RayJob Quickstart#

Prerequisites#

  • KubeRay v0.6.0 or higher

    • KubeRay v0.6.0 or v1.0.0: Ray 1.10 or higher.

    • KubeRay v1.1.0 is highly recommended: Ray 2.8.0 or higher. This document is mainly for KubeRay v1.1.0.

What’s a RayJob?#

A RayJob manages two aspects:

  • RayCluster: A RayCluster custom resource manages all Pods in a Ray cluster, including a head Pod and multiple worker Pods.

  • Job: A Kubernetes Job runs ray job submit to submit a Ray job to the RayCluster.

What does the RayJob provide?#

With RayJob, KubeRay automatically creates a RayCluster and submits a job when the cluster is ready. You can also configure RayJob to automatically delete the RayCluster once the Ray job finishes.

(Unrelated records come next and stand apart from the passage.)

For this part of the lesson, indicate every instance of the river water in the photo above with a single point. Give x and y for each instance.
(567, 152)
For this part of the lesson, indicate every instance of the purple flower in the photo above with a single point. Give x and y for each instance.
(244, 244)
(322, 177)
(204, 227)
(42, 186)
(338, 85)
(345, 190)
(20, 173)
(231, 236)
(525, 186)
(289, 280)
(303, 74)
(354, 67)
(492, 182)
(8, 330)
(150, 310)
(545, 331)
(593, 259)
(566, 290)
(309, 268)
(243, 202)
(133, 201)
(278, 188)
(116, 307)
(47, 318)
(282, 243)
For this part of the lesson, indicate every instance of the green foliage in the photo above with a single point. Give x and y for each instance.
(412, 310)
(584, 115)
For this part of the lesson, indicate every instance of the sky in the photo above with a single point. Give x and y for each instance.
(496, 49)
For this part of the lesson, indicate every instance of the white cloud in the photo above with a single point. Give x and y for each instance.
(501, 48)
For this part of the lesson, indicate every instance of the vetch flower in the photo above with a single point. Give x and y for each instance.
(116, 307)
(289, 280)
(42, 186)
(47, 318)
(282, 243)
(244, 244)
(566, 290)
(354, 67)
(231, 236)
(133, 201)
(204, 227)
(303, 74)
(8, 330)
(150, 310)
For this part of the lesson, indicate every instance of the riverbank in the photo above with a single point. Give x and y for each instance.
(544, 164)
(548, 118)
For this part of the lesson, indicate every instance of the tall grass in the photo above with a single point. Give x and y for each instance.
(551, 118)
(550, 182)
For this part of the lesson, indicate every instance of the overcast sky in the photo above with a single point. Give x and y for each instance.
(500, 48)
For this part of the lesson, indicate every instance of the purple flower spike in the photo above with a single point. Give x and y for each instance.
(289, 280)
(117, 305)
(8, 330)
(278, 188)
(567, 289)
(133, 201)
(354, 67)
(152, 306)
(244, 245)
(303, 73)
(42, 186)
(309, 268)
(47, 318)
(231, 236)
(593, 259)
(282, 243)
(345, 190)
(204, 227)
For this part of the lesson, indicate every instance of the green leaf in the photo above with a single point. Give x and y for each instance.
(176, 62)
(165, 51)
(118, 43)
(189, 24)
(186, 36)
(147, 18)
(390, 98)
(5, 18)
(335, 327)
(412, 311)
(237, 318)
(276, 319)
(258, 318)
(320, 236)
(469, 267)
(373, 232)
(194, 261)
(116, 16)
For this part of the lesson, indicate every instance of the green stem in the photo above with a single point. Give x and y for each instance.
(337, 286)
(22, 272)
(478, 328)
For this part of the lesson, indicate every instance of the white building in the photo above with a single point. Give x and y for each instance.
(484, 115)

To understand the following content better, you should understand the difference between:

  • RayJob: A Kubernetes custom resource definition (CRD) provided by KubeRay.

  • Ray job: A Ray job is a packaged Ray application that can run on a remote Ray cluster. See this document for more details.

  • Submitter: The submitter is a Kubernetes Job that runs ray job submit to submit a Ray job to the RayCluster.

RayJob Configuration#

  • RayCluster configuration

    • rayClusterSpec - Defines the RayCluster custom resource to run the Ray job on.

  • Ray job configuration

    • entrypoint - The submitter runs ray job submit --address ... --submission-id ... -- $entrypoint to submit a Ray job to the RayCluster.

    • runtimeEnvYAML - (Optional) A runtime environment that describes the dependencies the Ray job needs to run, including files, packages, environment variables, and more. Provide the configuration as a multi-line YAML string. See Runtime Environments for more details. (New in KubeRay version 1.0.0)

    • jobId - (Optional) Defines the submission ID for the Ray job. If not provided, KubeRay generates one automatically. See Ray Jobs CLI API Reference for more details about the submission ID.

    • metadata - (Optional) See Ray Jobs CLI API Reference for more details about the --metadata-json option.

    • entrypointNumCpus / entrypointNumGpus / entrypointResources (Optional): See Ray Jobs CLI API Reference for more details.

  • Submitter configuration

    • submitterPodTemplate - (Optional) Defines the Pod template for the submitter Kubernetes Job.

      • RAY_DASHBOARD_ADDRESS - The KubeRay operator injects this environment variable to the submitter Pod. The value is $HEAD_SERVICE:$DASHBOARD_PORT.

      • RAY_JOB_SUBMISSION_ID - The KubeRay operator injects this environment variable to the submitter Pod. The value is the RayJob.Status.JobId of the RayJob.

      • Example: ray job submit --address=http://$RAY_DASHBOARD_ADDRESS --submission-id=$RAY_JOB_SUBMISSION_ID ...

  • Automatic resource cleanup

    • shutdownAfterJobFinishes - (Optional) Determines whether to recycle the RayCluster and the submitter after the Ray job finishes. The default value is false.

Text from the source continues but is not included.